Maldives is unique in many ways; its surface is 99 per cent water, no land point is more than 2.4 metres above sea level, its population of 344,023 is spread over 200 inhabited islands – among some 1,190 in the archipelago – and over 90 islands are exclusively for tourist resorts. The capital, Male’, squeezes 31 per cent of the total population [approximately 132,000 people] into two square kilometres, making Maldives a country with one of the highest population densities in the world.

The geographical makeup of the country, with its scattered islands, has resulted in a wide and uneven distribution of population, with Male’ being the only island with a population exceeding 15,000.

The island nation has a relatively high human development ranking, at 104 in the UN’s human development index, 2014. Though the highly urbanized capital has easy access to a wide range of services, this is not the case for the entire country.

The health standard in Maldives is generally good and significant achievements have been made in controlling the spread of communicable diseases. According to the Ministry of Health (MoH), appropriate interventions and public health promotion activities need to be undertaken to maintain the low prevalence of disease.

Despite Maldives’s relatively high human development index ranking, there remains a number of challenges – economic, environmental, health and social. Namely challenges that hinder implementation of decisions/actions in major issues, especially towards climate change, drug abuse and women empowerment.

Climate change poses the greatest long-term threat to the nation and its water security. Most of the worrying effects of climate change involve water. Low-lying states such as the Maldives are particularly vulnerable to effects caused by sea-level rise. Events caused due to rising sea levels and more intense tropical storms increases coastal erosion, loss/threat to property and pollution of groundwater which might lead to major problems related to health.

Maldivian Island Impacted by the Tsunami

Along with this there is also the fear of another natural hazards like that of the Tsunami Maldives faced in December 2004. Recognizing these vulnerabilities, the government has formulated a Strategic National Action Plan (SNAP) for Disaster Risk Reduction (DRR) and Climate Change Adaptation (CCA) which was launched by the Maldivian government in October 2009 – bringing together several stakeholders including MRC to identify the key issues, concerns, gaps and challenges in capacity building and mainstreaming of DRR and CCA, with a view of advancing, improving and mainstreaming efforts. MRC is also a member of the Disaster Management Steering Committee constituted by the National Disaster Management Council – in the Disaster Management Act that was ratified in 2015 – which is the national platform for disaster risk reduction and response.

Other implications Maldives face on the social front are due to the large and increasing income disparities over the past years – that favoured Male’ when compared to the atolls – contributing to urban migration.

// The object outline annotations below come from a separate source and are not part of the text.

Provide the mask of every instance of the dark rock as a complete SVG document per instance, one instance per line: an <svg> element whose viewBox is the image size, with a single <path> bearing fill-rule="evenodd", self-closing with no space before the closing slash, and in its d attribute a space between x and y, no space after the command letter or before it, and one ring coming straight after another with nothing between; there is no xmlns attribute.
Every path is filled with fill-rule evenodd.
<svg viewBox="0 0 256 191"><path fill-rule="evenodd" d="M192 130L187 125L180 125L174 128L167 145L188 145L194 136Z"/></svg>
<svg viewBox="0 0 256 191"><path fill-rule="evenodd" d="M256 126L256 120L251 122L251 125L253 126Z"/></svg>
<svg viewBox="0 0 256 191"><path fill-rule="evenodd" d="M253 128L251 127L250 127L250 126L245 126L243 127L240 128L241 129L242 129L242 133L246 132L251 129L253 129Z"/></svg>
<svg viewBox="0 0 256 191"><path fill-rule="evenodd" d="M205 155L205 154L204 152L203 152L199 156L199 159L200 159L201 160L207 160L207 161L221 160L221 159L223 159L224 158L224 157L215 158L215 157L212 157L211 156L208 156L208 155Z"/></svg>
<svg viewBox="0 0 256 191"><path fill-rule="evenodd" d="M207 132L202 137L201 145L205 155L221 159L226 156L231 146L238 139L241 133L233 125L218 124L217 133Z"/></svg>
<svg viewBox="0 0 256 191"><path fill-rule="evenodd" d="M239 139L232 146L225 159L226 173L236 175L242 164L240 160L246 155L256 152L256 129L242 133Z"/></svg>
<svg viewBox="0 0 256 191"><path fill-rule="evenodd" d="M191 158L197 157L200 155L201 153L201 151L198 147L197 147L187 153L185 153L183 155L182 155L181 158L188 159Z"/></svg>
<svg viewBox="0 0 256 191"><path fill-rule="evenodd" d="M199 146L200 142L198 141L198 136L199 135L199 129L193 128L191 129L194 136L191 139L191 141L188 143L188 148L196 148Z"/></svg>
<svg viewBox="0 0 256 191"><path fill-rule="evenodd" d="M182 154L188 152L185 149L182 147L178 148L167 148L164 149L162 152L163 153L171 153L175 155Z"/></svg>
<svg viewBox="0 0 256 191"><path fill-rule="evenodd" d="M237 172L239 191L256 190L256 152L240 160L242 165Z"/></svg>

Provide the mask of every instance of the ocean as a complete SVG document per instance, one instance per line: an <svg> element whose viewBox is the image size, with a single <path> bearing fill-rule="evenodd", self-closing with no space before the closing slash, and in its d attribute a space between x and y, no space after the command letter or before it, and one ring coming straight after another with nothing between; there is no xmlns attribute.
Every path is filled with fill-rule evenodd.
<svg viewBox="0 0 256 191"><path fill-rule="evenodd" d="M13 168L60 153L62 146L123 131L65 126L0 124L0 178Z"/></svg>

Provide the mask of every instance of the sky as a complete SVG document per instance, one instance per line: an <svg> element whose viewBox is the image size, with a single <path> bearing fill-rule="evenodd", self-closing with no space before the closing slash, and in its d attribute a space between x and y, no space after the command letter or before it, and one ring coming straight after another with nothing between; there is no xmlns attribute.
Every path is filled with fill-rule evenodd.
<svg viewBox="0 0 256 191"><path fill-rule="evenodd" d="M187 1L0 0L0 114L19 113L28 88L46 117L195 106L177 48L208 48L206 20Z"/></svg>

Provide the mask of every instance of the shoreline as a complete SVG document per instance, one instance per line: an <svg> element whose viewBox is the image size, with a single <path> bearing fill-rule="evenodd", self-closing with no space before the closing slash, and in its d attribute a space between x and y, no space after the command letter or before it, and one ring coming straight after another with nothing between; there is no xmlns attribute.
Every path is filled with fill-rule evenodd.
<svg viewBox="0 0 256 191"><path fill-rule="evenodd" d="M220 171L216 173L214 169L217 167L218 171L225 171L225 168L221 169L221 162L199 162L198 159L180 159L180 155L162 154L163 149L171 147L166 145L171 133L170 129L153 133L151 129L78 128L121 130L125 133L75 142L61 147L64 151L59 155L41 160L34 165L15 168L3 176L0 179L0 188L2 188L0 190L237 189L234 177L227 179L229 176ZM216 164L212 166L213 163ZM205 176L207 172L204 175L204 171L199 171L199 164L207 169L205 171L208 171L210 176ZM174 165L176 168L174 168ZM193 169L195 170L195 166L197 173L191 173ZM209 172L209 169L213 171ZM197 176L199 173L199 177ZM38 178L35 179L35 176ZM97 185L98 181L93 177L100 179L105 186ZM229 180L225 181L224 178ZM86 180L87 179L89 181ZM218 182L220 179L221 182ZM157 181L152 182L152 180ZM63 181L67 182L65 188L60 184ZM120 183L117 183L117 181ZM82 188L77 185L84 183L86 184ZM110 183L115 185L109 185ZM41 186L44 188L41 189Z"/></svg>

This led to numerous social problems in the capital caused by congestion, with many being drug-related. In 2003, the Narcotics Control Board (NCB) conducted a rapid situation assessment of the drug scenario. Its findings showed that heroin and hashish were the most frequently used drugs. Drug-related ills, including gang violence, pose major social harmony and law enforcement challenges in the country.

MRC voIunteers taking part in an island cleaning activity

Maldivian communities were first introduced to the work of the International Red Cross and Red Crescent Movement (RCRC) in the aftermath and recovery efforts of the Indian Ocean Tsunami of 2004 when the MRC did not exist. The activities of the well funded partner national societies (PNSs) that implemented programs in the Maldives were targeted for specific communities that were affected by the tsunami. As a result of their work, some awareness of the humanitarian values and principles of the movement exited in these communities. This helped in the successful development of the National society in the infant stage. During the past 7 years,  awareness of the RCRC movement and the MRC among the Maldivian general public has increased tremendously.